Machu Picchu rests High in the rocky countryside of the Andes Mountains, above the Urubamba River Valley, and was abandoned in the 16th century and not rediscovered until the early part of the 20th century by the American archaeologist Hiram Bingham. It is invisible from below and completely self-contained, surrounded by agricultural terraces sufficient to feed the population, and watered by natural springs, Machu Picchu seems to have been used by the Inca as a secret ceremonial city or royal estate for Inca leaders. The Inca civilization was virtually wiped out by Spanish invaders in the 16th century. For hundreds of years, the existence of this mysterious city remained a secret known only to indigenous inhabitants living in the region. The site stretches over an impressive 5-mile distance, featuring more than 3,000 stone steps that link its many different levels. Today, over a million people visit Machu Picchu every year.

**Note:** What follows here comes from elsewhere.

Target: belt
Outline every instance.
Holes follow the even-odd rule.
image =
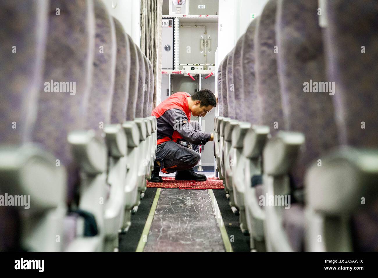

Machu Picchu was built during the reign of Inca Pachacutec between 1438 – 1471, and took approximately 30 years to construct. The true origin or purpose for this hidden city is still unknown due to limited historical information, therefore historians and archaeologisits can only speculate as to its true purpose. Machu Picchu means “Old Mountain” in the Quechua Language and was actually named by Hiram Bingham after its discovery in 1911. The name derives from the mountain that lies to the south-west of the city.
Machu Picchu Today
Machu Picchu Bacame a UNESCO World Heritage Site in 1983 and was chosen to be one of the New Seven Wonders of the World in 2007, Machu Picchu is by far Peru’s most visited attraction and South America’s most famous ruins, welcoming millions of visitors each year. Increased tourism, the development of nearby towns, and environmental degradation continue to take their toll on the site, which is also home to several endangered species. As a result, the Peruvian government has taken steps to protect the ruins and prevent erosion of the mountainside in recent years as well as implement regulations on the tourism and number of travelers on the Inca Trail each day.